I place the glove on my left hand so my right is free to hold the bottle carefully. Squeeze a healthy amount of glue over the surface of the domino and let it run off the domino onto the paper-covered work surface. It's a waste of glue, yes. But even still, that bottle will last you forever. You can move the process along by running over the domino with a sponge tip paintbrush, but once you do, the brush has to be thrown away and that gets expensive. If you're saying you'll try the brush method and just wash it out, I have a bathroom sink to show you that says otherwise. So, now I hold, drip and wait. Feel free to move the domino around the get the glue all over. Add more where you need it. It's pretty forgiving. You can tap the domino on your work surface to get the glue to cover. A little trial and error comes into play here too. Once it dries (at least 4 hrs.) the surface is self-healing and it will have a nice even, shiny coat.

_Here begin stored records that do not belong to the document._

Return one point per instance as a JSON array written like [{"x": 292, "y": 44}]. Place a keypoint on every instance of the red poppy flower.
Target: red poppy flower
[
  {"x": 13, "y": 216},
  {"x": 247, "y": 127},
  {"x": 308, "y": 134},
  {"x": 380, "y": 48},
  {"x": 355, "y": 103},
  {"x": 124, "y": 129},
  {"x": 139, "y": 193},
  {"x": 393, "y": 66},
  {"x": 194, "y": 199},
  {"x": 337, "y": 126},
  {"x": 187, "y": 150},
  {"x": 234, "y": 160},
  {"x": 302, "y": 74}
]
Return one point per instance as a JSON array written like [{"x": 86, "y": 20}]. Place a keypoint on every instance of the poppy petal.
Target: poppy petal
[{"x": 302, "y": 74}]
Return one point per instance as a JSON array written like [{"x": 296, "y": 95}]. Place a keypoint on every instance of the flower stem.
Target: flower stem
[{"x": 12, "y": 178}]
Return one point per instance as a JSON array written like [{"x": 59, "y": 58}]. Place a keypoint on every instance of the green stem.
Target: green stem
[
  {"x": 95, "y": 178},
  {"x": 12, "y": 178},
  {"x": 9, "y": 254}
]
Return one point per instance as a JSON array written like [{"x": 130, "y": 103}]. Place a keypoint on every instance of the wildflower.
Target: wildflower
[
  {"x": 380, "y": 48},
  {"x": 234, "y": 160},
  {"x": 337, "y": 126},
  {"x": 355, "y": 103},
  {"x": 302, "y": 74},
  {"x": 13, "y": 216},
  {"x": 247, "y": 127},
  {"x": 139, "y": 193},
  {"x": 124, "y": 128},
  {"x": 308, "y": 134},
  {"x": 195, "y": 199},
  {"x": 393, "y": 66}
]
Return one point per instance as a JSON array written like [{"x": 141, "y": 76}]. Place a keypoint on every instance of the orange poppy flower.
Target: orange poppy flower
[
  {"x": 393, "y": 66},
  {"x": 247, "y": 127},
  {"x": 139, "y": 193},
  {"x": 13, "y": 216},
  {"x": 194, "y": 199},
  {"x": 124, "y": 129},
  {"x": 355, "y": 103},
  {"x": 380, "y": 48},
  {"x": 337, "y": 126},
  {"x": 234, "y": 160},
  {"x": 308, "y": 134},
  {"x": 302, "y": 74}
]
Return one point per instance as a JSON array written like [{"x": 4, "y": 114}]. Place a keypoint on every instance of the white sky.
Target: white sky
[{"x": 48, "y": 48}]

I usually wipe off any excess glue on the sides of the domino with a paper towel, a sponge tip brush works great for this too. But again, after one of these projects the brush is trash. When I'm making several, I'll use the brush but for just one or two it's not worth it. This is what I'm talking about by the way:
I like to set the wet domino on top of another one to dry just to avoid having it stick to the paper it's drying on. The next step is optional. I always like to add a little bling. These are cheapy rhinestone stickers. You can find packs of them for a dollar or two at the craft store. I started with the brown and purple flower, but it got really closely acquainted with my glove, so I had to go with my second choice.
While the glue is wet, set the rhinestone in the desired position and that's it! It will become one with the domino once it dries.
As a little happy accident, I realized that three dominoes fit perfectly inside an altered Altoid tin:
While you're in the glue aisle, grab a tube of this:
This is wonder glue. It's messy and the tube is awful and the cap never stays on, but it's worth the trouble. After you use it for the first time, just forget the cap. Stick an opened paper clip in the end and lay it on an old coaster or something. It's gooooood stuff. It will hold a magnet on the back of the domino like nobody's business.
One of my favorite altered domino ideas is this one below for a picture holder. How cute would these be as place card holders or to mark the food on a buffet at your next party?
If you have any questions, I'm happy to help. If you'd like to see more tutorials on the stamping method, just leave me a comment and I'll put one together soon.
I'm getting pretty good at taking pictures with one hand!